MEDITATION:
Written by Timothy Keller, a contemporary pastor and author. This is an excerpt from his book “Generous Justice.”
What does it take to help entire neighborhoods to self-sufficiency? Most of the best answers to that question begin with a look at the life and work of John M. Perkins. Perkins, born in 1930, founded ministries in both rural and urban areas of Mississippi, as well as urban Los Angeles. His work has included a dizzying variety of programs, including daycare, farm co-ops, health centers, adult education centers, low-income housing development, tutoring, job training, youth internships, and college scholarship programs, as well as vigorous evangelism and new church planting.
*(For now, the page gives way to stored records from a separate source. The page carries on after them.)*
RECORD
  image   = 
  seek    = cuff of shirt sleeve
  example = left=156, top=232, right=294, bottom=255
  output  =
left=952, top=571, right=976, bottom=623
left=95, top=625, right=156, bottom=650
Perkin’s approach at the time was revolutionary because he combined very traditional, evangelical Christian theology and ministry with a holistic vision for both ministry to the whole person and rebuilding entire poor communities.
Charles Marsh, professor at the University of Virginia, makes a strong case that Perkins and his movement have taken up and carried on Martin Luther King, Jr.’s vision for “the beloved community.” After King’s death, Marsh argues, the Civil Rights Movement lost its “unifying spiritual vision”—its belief that social reform could come through grassroots, local communities of faith. The movement came to rely completely on politics and government. But without denying the importance of public policies such as integration, equal employment opportunity, and welfare, “Perkins…concluded that government programs alone failed to address the deeper sources of hopelessness in black communities.” When Perkins tied social reform, economic development, and vigorous evangelism all together into a seamless whole, he confounded both the secularized liberal civil rights establishment and the conservative churches. Leaders of both sides did not know how to regard him, but many younger Christian leaders were inspired, and in 1989 they formed the Christian Community Development Association, which now includes hundreds of churches and local development corporations.
PRAYER:
This prayer was published by the Great Plains United Methodists Conference, a jurisdiction of the Methodist Church in the Kansas and Nebraska region.
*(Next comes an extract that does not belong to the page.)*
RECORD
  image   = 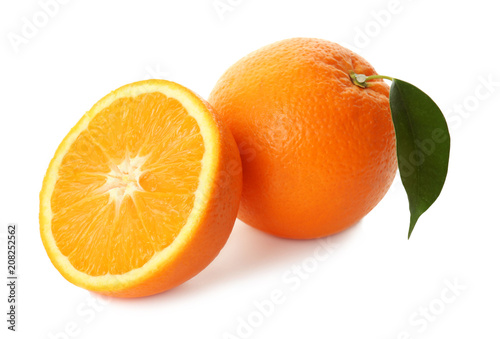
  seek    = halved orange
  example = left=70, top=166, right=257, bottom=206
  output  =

Almighty God, you have created all people and all of creation. We give you thanks for this gift we’re invited to engage with hope, joy, and love as your disciples. Open our hearts and our eyes to see our communities as you would have us to see them. Help us to find the courage to sit and hear others when so often we want to be heard first. You are good and you are gracious, O God. Let us see all people as children of you, who created us all. It is in the name of Jesus Christ, we pray. Amen.
MUSIC MEDITATION:
In Christ Alone: Performed by BYU Vocal Point.
This song was a collaborative effort between British songwriters Stuart Townend and Keith Getty. It was written in 2002 with a theme of the implications of the life, death, and resurrection of Christ.